Hi, I've approved this at the moment to make it easier to discuss.

Here are some comments:

There are several equations needed for electronics circuits, used for calculating resistance, capacitance, inductance etc.

I'd probably just stick to resistance. It's enough for its own resource. You can always do another one on capacitance, etc.

The reason this equation is so important is that it can be used to calculate current (amps or miliamps)

Be very careful. I wouldn't mention milliamps. It is something that can throw people. This is for beginners. Tell them amps, volts, and ohms.

, potential difference (volts)

I see what you're doing here, but it's better to say "potential difference (measured in volts)", otherwise people could think that potential difference and volts are the same thing (one is the phenomina, the other the unit of measurement). Same goes for current and resistance.

The hydraulic analogy is that the voltage between 2 points is the pressure difference (water flows from high pressure to low pressure areas,

I wouldn't put the analogy here. You've kinda assumed they know what this stuff is. If you want to explain it more basically, start another resource for that. Then you can put a link from this one to that one. It will help keep your resource simpler. Also note that other people have different analogies, and we don't want a fight about analogies

this was assumed to be the same with electric current, until it was discovered that electrons have negative charge and flow from areas of low potential difference to areas of high potential difference)

This needs rewording (and again, put it in another resource). Potential difference is something that exists between two points. High and low in this context refer to the amount of difference (the absolute magnitude of the voltage) not the sign of the charges.

Normally we'd put is as

P = V * I

P for Power measured in Watts

And this is a perfect time to introduce V = I * R so you get P = I * R * I = I²R.

The other options can be left for later. I²R is a really important one though.

The difference between 2 points and the current flowing between these2 points gives the power in watts. Power and energy are different things but there is an equation that links them:

"The potential difference", or "the voltage between", but not just "The difference".

J = Ws (note lower case s for seconds)

But here you've changed from specifying the thing to the units the thing is measured in.

P = E/t or E = P * t

E: Energy in joules (J)

P: Power in watts (W)

t: Time in seconds (s)

Upper-case S is siemens or 1/Ω, a measurement of conductance.

There are two calculations needed for working out total resistance, one for resistors in series and one for resistors in parallel. It is important to know these as shops will not sell you a 258 ohm resistor or a 5 ohm resistor.

I understand what you mean, but I can point you to precision resistors that you can order as 258 ohms, should you desire one. Also, 258 is in fact an E192 value.

__Here__ is a list of 258 ohm resistors available from one supplier

(and

__here's__ a list of 5 ohm resistors)

The best reason is to say that you need a value that you don't have on hand, or which is difficult to obtain. If you want to get into preferred values, perhaps that's another resource too because it applies to many, many things.

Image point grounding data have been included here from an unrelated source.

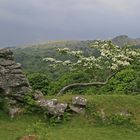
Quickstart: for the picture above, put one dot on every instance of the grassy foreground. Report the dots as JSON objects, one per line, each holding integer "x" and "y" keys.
{"x": 79, "y": 127}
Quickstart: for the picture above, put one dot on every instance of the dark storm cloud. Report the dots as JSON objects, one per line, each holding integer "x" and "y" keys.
{"x": 23, "y": 22}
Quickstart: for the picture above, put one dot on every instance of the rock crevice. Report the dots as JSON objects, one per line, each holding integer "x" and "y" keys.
{"x": 12, "y": 79}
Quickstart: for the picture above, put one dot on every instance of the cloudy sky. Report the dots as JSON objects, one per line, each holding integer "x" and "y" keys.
{"x": 29, "y": 21}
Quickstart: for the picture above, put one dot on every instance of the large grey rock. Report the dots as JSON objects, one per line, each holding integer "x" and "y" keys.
{"x": 76, "y": 109}
{"x": 78, "y": 100}
{"x": 13, "y": 83}
{"x": 52, "y": 106}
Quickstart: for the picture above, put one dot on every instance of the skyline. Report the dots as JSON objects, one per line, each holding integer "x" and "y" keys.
{"x": 25, "y": 22}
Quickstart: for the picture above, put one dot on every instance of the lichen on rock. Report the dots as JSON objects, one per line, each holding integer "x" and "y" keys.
{"x": 13, "y": 83}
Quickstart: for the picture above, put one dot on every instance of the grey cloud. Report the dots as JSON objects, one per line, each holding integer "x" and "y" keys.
{"x": 36, "y": 20}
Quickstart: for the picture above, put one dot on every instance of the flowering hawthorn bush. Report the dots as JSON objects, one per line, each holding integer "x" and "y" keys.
{"x": 111, "y": 57}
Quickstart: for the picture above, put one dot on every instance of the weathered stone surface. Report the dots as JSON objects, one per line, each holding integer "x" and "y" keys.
{"x": 78, "y": 100}
{"x": 12, "y": 79}
{"x": 52, "y": 106}
{"x": 76, "y": 109}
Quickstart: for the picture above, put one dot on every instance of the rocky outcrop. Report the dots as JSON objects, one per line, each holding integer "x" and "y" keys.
{"x": 13, "y": 83}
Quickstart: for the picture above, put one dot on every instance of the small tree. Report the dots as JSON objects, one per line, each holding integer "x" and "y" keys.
{"x": 112, "y": 58}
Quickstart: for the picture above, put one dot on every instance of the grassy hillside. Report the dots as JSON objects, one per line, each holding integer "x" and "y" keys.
{"x": 31, "y": 56}
{"x": 79, "y": 127}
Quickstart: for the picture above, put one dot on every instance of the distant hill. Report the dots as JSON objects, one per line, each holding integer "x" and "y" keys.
{"x": 123, "y": 40}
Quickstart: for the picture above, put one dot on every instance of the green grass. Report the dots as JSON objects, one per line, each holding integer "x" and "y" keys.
{"x": 78, "y": 128}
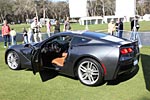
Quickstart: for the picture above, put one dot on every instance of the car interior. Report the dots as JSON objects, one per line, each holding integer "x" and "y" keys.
{"x": 55, "y": 51}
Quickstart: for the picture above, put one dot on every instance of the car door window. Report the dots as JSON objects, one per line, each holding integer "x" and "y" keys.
{"x": 80, "y": 40}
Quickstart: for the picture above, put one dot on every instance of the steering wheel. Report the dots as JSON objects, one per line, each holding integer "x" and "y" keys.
{"x": 56, "y": 46}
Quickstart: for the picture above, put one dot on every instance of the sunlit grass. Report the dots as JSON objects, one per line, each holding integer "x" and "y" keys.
{"x": 23, "y": 85}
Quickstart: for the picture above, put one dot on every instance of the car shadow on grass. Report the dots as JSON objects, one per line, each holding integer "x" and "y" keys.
{"x": 123, "y": 77}
{"x": 146, "y": 69}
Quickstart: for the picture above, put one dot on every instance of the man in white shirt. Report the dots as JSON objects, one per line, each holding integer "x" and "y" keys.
{"x": 35, "y": 26}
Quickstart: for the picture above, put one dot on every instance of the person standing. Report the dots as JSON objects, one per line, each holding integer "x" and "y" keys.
{"x": 111, "y": 27}
{"x": 48, "y": 27}
{"x": 6, "y": 34}
{"x": 35, "y": 26}
{"x": 135, "y": 23}
{"x": 30, "y": 35}
{"x": 13, "y": 36}
{"x": 120, "y": 28}
{"x": 25, "y": 36}
{"x": 56, "y": 27}
{"x": 67, "y": 25}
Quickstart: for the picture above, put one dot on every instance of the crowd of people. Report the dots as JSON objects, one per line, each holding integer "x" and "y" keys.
{"x": 33, "y": 34}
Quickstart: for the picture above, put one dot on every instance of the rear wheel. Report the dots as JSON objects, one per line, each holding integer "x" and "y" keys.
{"x": 13, "y": 60}
{"x": 90, "y": 72}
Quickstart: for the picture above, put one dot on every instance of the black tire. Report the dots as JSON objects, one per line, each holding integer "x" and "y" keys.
{"x": 90, "y": 72}
{"x": 13, "y": 60}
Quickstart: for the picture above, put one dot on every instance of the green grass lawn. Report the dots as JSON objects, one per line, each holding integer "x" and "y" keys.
{"x": 144, "y": 26}
{"x": 23, "y": 85}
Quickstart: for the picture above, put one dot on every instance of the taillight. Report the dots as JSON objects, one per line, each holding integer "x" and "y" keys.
{"x": 126, "y": 50}
{"x": 129, "y": 50}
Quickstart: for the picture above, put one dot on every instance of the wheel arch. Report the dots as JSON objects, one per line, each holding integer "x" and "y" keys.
{"x": 6, "y": 53}
{"x": 88, "y": 56}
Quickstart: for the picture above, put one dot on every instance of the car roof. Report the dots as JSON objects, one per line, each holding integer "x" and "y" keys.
{"x": 97, "y": 35}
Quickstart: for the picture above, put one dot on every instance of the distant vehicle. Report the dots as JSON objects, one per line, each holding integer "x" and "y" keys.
{"x": 93, "y": 58}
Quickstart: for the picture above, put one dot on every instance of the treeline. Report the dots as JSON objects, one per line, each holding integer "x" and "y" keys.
{"x": 20, "y": 10}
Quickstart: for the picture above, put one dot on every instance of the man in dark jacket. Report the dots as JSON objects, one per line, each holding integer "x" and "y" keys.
{"x": 135, "y": 20}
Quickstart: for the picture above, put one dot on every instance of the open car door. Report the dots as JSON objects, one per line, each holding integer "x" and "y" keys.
{"x": 36, "y": 60}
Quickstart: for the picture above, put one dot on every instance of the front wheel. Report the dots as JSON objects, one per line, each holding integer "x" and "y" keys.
{"x": 90, "y": 72}
{"x": 13, "y": 60}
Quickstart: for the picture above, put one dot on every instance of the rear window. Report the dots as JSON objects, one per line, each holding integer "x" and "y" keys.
{"x": 80, "y": 40}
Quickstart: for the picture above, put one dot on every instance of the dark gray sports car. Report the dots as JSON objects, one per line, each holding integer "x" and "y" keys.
{"x": 91, "y": 57}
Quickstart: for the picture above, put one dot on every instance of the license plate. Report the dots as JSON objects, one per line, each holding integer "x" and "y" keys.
{"x": 135, "y": 62}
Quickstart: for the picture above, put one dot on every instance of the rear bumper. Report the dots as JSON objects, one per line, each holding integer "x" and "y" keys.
{"x": 124, "y": 76}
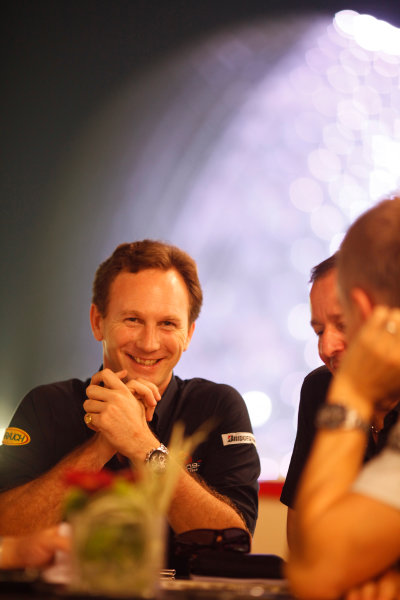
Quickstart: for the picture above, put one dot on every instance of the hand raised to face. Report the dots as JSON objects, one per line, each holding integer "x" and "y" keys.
{"x": 371, "y": 366}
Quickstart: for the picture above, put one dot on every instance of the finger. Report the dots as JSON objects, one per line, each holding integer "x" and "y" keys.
{"x": 149, "y": 412}
{"x": 110, "y": 378}
{"x": 150, "y": 385}
{"x": 93, "y": 406}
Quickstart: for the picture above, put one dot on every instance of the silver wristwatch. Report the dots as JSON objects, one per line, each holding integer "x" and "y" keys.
{"x": 157, "y": 458}
{"x": 338, "y": 416}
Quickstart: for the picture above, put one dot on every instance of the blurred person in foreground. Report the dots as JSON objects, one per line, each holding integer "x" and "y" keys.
{"x": 346, "y": 529}
{"x": 327, "y": 322}
{"x": 146, "y": 299}
{"x": 32, "y": 551}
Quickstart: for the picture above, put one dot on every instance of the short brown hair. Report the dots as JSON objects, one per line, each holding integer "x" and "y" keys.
{"x": 369, "y": 256}
{"x": 147, "y": 254}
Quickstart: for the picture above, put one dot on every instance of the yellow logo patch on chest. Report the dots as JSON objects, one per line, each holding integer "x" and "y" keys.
{"x": 14, "y": 436}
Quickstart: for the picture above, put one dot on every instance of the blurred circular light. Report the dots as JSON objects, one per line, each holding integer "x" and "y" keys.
{"x": 335, "y": 140}
{"x": 284, "y": 464}
{"x": 326, "y": 221}
{"x": 311, "y": 355}
{"x": 269, "y": 469}
{"x": 306, "y": 194}
{"x": 335, "y": 242}
{"x": 259, "y": 406}
{"x": 324, "y": 165}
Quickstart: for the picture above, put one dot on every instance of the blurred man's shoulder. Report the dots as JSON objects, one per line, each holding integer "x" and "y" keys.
{"x": 319, "y": 377}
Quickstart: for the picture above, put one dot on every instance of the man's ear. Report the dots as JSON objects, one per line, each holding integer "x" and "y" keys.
{"x": 189, "y": 336}
{"x": 96, "y": 321}
{"x": 362, "y": 302}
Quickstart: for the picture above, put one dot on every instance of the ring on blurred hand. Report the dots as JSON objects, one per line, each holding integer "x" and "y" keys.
{"x": 391, "y": 327}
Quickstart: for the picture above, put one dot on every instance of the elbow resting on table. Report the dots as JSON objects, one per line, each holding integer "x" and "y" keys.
{"x": 316, "y": 581}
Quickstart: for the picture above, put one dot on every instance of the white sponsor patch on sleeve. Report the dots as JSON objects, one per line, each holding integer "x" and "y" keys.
{"x": 241, "y": 437}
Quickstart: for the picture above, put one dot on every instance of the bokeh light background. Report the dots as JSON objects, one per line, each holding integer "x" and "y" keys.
{"x": 254, "y": 150}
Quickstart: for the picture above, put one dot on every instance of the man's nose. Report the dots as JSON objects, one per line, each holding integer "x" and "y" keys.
{"x": 148, "y": 339}
{"x": 332, "y": 341}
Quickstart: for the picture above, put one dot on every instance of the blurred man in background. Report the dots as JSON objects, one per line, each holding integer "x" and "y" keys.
{"x": 346, "y": 528}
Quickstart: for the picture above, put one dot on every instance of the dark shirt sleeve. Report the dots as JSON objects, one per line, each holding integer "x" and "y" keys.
{"x": 47, "y": 425}
{"x": 313, "y": 393}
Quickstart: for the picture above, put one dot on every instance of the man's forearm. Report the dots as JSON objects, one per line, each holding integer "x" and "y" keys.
{"x": 329, "y": 526}
{"x": 38, "y": 503}
{"x": 194, "y": 506}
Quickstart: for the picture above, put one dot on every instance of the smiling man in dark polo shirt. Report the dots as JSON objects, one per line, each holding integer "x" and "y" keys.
{"x": 146, "y": 299}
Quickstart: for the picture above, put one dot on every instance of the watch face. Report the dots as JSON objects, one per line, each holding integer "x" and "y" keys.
{"x": 158, "y": 460}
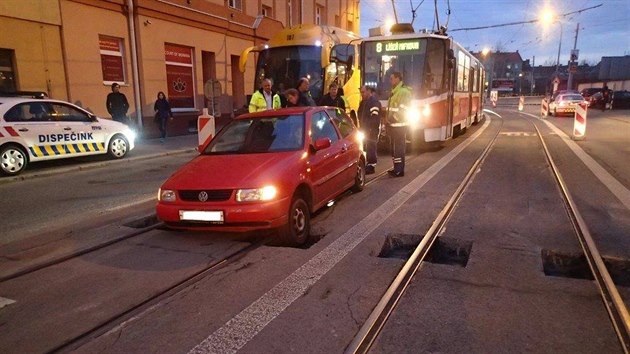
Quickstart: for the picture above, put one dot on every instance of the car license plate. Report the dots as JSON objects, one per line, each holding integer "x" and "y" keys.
{"x": 194, "y": 215}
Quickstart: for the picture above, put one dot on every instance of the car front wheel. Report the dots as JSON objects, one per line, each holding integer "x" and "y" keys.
{"x": 118, "y": 147}
{"x": 297, "y": 230}
{"x": 13, "y": 160}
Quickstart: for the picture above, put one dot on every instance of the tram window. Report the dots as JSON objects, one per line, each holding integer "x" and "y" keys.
{"x": 434, "y": 75}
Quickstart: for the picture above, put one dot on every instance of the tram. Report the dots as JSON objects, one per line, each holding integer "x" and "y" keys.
{"x": 304, "y": 51}
{"x": 445, "y": 79}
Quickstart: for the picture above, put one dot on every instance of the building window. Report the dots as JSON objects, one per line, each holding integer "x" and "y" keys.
{"x": 318, "y": 15}
{"x": 236, "y": 4}
{"x": 267, "y": 11}
{"x": 112, "y": 62}
{"x": 179, "y": 76}
{"x": 7, "y": 71}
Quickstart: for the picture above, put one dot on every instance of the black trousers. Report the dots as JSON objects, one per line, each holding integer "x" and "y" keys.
{"x": 398, "y": 145}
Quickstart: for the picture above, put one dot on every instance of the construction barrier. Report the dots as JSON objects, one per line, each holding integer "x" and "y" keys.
{"x": 544, "y": 108}
{"x": 579, "y": 123}
{"x": 205, "y": 129}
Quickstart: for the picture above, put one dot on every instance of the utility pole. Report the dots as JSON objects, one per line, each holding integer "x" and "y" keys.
{"x": 573, "y": 60}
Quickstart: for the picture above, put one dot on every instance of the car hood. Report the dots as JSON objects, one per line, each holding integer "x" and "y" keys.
{"x": 235, "y": 171}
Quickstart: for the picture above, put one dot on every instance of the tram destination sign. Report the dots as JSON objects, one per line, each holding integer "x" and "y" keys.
{"x": 398, "y": 46}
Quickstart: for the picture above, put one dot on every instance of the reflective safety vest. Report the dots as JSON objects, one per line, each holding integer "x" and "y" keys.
{"x": 258, "y": 102}
{"x": 401, "y": 97}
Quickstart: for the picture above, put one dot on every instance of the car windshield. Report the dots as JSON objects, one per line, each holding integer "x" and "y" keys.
{"x": 259, "y": 135}
{"x": 572, "y": 98}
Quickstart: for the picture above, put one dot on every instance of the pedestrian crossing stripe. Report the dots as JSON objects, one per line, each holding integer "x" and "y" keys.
{"x": 64, "y": 149}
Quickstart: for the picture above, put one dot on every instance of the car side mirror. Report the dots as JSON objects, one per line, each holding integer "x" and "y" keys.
{"x": 321, "y": 144}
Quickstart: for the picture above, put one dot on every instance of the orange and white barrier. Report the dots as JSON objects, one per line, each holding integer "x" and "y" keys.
{"x": 205, "y": 129}
{"x": 579, "y": 123}
{"x": 544, "y": 108}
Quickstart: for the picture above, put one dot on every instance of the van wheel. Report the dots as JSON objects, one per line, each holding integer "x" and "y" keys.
{"x": 298, "y": 227}
{"x": 118, "y": 147}
{"x": 13, "y": 160}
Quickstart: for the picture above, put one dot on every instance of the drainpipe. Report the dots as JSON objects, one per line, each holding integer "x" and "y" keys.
{"x": 134, "y": 62}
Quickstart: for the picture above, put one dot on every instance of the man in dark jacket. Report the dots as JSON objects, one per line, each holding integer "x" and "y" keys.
{"x": 117, "y": 104}
{"x": 370, "y": 122}
{"x": 332, "y": 98}
{"x": 305, "y": 94}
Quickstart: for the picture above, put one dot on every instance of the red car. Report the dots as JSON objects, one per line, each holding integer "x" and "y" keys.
{"x": 267, "y": 170}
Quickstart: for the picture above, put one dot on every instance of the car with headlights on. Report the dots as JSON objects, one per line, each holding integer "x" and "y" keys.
{"x": 34, "y": 128}
{"x": 565, "y": 104}
{"x": 267, "y": 170}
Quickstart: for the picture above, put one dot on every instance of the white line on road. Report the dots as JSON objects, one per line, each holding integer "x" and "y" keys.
{"x": 614, "y": 186}
{"x": 5, "y": 302}
{"x": 238, "y": 331}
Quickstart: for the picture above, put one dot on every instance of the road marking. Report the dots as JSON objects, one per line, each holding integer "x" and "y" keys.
{"x": 238, "y": 331}
{"x": 5, "y": 302}
{"x": 614, "y": 186}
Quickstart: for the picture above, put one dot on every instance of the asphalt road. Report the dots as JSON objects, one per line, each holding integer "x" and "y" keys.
{"x": 277, "y": 299}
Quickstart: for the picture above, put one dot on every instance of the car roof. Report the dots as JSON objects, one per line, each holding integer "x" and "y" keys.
{"x": 282, "y": 111}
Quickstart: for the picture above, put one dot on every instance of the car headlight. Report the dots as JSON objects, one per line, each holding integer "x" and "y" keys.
{"x": 256, "y": 194}
{"x": 167, "y": 195}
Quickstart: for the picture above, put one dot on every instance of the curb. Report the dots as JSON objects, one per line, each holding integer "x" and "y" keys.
{"x": 90, "y": 166}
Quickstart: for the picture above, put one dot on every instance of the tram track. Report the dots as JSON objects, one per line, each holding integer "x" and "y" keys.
{"x": 618, "y": 313}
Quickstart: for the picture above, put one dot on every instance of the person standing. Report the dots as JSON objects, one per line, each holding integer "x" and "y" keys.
{"x": 397, "y": 124}
{"x": 605, "y": 96}
{"x": 305, "y": 98}
{"x": 332, "y": 98}
{"x": 117, "y": 104}
{"x": 370, "y": 122}
{"x": 163, "y": 113}
{"x": 264, "y": 98}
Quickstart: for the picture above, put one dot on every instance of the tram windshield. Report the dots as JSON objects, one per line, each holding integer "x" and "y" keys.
{"x": 286, "y": 65}
{"x": 421, "y": 61}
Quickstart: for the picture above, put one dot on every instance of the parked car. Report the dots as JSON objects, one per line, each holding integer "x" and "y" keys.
{"x": 565, "y": 104}
{"x": 267, "y": 170}
{"x": 588, "y": 92}
{"x": 34, "y": 128}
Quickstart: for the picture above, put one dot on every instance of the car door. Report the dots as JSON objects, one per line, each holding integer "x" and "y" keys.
{"x": 327, "y": 165}
{"x": 82, "y": 135}
{"x": 347, "y": 131}
{"x": 31, "y": 124}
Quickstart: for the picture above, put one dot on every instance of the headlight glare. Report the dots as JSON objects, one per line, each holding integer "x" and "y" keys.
{"x": 256, "y": 194}
{"x": 167, "y": 195}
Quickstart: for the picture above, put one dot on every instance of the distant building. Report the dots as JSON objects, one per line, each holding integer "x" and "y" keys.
{"x": 75, "y": 49}
{"x": 505, "y": 72}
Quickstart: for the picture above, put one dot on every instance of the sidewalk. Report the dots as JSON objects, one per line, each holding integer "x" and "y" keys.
{"x": 144, "y": 149}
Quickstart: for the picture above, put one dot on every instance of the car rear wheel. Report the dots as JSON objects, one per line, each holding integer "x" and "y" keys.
{"x": 118, "y": 147}
{"x": 13, "y": 160}
{"x": 297, "y": 230}
{"x": 359, "y": 179}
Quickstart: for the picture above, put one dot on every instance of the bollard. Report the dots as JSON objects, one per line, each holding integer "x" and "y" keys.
{"x": 205, "y": 129}
{"x": 544, "y": 108}
{"x": 579, "y": 123}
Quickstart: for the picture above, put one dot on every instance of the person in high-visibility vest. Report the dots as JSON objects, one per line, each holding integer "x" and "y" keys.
{"x": 396, "y": 122}
{"x": 264, "y": 98}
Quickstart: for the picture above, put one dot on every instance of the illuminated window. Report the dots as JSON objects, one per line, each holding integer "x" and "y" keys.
{"x": 112, "y": 63}
{"x": 267, "y": 11}
{"x": 180, "y": 76}
{"x": 236, "y": 4}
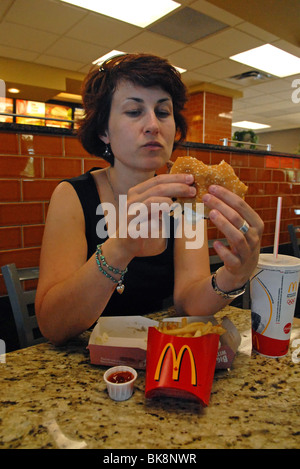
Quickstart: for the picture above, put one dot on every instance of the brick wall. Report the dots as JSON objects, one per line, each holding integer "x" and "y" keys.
{"x": 31, "y": 167}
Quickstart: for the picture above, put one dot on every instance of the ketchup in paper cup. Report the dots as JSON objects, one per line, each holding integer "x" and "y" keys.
{"x": 120, "y": 381}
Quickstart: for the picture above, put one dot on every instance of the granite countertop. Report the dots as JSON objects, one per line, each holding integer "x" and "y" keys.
{"x": 52, "y": 397}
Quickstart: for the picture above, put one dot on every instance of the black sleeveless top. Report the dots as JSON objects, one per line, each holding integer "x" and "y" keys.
{"x": 149, "y": 281}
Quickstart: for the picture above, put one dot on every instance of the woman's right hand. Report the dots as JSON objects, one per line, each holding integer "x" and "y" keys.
{"x": 141, "y": 229}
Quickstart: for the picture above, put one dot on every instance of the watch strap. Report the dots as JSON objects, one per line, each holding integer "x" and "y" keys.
{"x": 226, "y": 295}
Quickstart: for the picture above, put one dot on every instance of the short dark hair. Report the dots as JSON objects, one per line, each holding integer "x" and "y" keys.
{"x": 101, "y": 82}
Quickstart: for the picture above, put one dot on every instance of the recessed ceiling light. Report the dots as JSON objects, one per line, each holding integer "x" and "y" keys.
{"x": 180, "y": 70}
{"x": 131, "y": 11}
{"x": 107, "y": 56}
{"x": 270, "y": 59}
{"x": 250, "y": 125}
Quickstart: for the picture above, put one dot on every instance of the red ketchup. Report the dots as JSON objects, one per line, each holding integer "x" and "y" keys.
{"x": 120, "y": 377}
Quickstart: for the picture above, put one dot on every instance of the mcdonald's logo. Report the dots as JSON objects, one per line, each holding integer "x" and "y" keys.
{"x": 293, "y": 286}
{"x": 177, "y": 361}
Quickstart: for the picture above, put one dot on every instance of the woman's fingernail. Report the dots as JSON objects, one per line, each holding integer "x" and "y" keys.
{"x": 189, "y": 178}
{"x": 213, "y": 215}
{"x": 213, "y": 189}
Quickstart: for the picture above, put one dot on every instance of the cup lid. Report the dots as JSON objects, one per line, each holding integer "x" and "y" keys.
{"x": 268, "y": 261}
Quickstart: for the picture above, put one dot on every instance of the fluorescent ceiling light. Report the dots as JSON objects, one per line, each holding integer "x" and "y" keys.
{"x": 250, "y": 125}
{"x": 107, "y": 56}
{"x": 270, "y": 59}
{"x": 131, "y": 11}
{"x": 180, "y": 70}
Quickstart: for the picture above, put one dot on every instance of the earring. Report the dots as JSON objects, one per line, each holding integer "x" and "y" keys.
{"x": 107, "y": 152}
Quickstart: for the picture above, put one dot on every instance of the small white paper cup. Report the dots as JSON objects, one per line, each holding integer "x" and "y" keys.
{"x": 120, "y": 391}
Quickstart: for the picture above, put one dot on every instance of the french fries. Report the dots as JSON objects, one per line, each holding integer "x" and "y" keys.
{"x": 192, "y": 329}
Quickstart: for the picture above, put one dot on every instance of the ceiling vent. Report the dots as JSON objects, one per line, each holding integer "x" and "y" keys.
{"x": 250, "y": 78}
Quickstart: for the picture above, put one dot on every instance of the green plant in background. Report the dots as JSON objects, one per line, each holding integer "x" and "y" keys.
{"x": 245, "y": 136}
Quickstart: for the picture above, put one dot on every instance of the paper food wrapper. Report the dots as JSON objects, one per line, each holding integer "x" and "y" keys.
{"x": 122, "y": 340}
{"x": 181, "y": 367}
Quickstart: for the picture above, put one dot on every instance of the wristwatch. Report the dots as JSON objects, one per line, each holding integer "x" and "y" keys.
{"x": 227, "y": 295}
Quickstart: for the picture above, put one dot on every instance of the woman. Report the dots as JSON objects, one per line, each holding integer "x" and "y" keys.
{"x": 133, "y": 107}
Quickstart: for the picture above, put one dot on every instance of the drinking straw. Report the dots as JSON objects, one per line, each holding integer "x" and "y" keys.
{"x": 277, "y": 228}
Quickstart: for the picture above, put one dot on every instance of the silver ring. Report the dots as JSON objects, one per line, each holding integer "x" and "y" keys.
{"x": 244, "y": 228}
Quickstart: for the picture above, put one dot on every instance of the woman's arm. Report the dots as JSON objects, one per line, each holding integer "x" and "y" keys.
{"x": 71, "y": 292}
{"x": 193, "y": 292}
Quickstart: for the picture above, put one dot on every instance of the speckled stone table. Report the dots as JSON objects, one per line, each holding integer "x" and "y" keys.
{"x": 54, "y": 398}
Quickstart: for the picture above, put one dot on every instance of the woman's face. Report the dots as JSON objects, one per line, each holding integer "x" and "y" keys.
{"x": 141, "y": 127}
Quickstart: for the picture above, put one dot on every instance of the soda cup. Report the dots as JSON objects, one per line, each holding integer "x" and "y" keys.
{"x": 273, "y": 291}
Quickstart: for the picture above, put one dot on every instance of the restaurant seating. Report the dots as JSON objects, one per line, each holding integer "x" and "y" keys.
{"x": 295, "y": 239}
{"x": 22, "y": 304}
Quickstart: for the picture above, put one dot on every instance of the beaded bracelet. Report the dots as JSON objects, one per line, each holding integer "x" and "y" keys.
{"x": 100, "y": 258}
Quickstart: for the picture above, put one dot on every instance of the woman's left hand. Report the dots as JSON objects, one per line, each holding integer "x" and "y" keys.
{"x": 228, "y": 213}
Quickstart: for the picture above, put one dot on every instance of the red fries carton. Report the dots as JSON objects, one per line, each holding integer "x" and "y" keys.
{"x": 180, "y": 366}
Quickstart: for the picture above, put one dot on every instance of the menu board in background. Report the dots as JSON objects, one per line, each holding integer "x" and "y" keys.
{"x": 60, "y": 112}
{"x": 78, "y": 115}
{"x": 30, "y": 108}
{"x": 6, "y": 105}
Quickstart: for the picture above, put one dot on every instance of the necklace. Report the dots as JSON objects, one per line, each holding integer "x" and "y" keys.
{"x": 110, "y": 185}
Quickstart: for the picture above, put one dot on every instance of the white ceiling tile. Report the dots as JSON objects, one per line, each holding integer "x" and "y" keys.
{"x": 45, "y": 15}
{"x": 257, "y": 32}
{"x": 215, "y": 12}
{"x": 59, "y": 62}
{"x": 227, "y": 43}
{"x": 223, "y": 69}
{"x": 152, "y": 43}
{"x": 191, "y": 58}
{"x": 103, "y": 30}
{"x": 192, "y": 78}
{"x": 17, "y": 54}
{"x": 15, "y": 35}
{"x": 286, "y": 46}
{"x": 73, "y": 49}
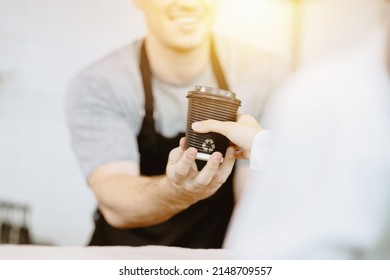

1/(1/R1)+(1/R2)+(1/R3)+(1/R4)... (again carry on for how many resistors there are used) =Rtotal

the typical form of this equation is

1/R_{tot} = 1/R_{1} + 1/R_{2} + 1/R_{3} + ... + 1/R_{n}

There are good reasons for showing it that way.

Also note that if you use conductance (conductance is 1/resistance -- G = 1/R: G in S, R in Ω) then resistors in parallel can be simply calculated using

G_{tot} = G_{1} + G_{2} + G_{3} + ... + G_{n}

That might be a more advanced topic, but it does draw in the "S" that I previously talked about.

It's also useful to give a few heuristics:

- The total resistance in series is always larger that the largest individual resistance (trivial, but leads to...)
- The resistance in parallel is always less than the smallest individual resistance.
- Identical resistances in series can be multiplied (five 10Ω resistors in series have a resistance of 5 * 10Ω) -- again trivial, but leads to the more useful...
- Identical resistors in parallel can be "divided" -- five 10Ω resistors in parallel = (10/5)Ω

Resistors can be used in combinations of parallel and series to give any resistor value you could want (or if you had unlimited any value at all).

You need to remember resistor tolerance (and a plethora of other things that may be best left to a more advanced tutorial on resistors themselves).

4. Capacitance

5. How power equations can be used in motors

Take it from me, don't bite off too much. I've learned this with simple tutorials on LEDs, and now heatsinks.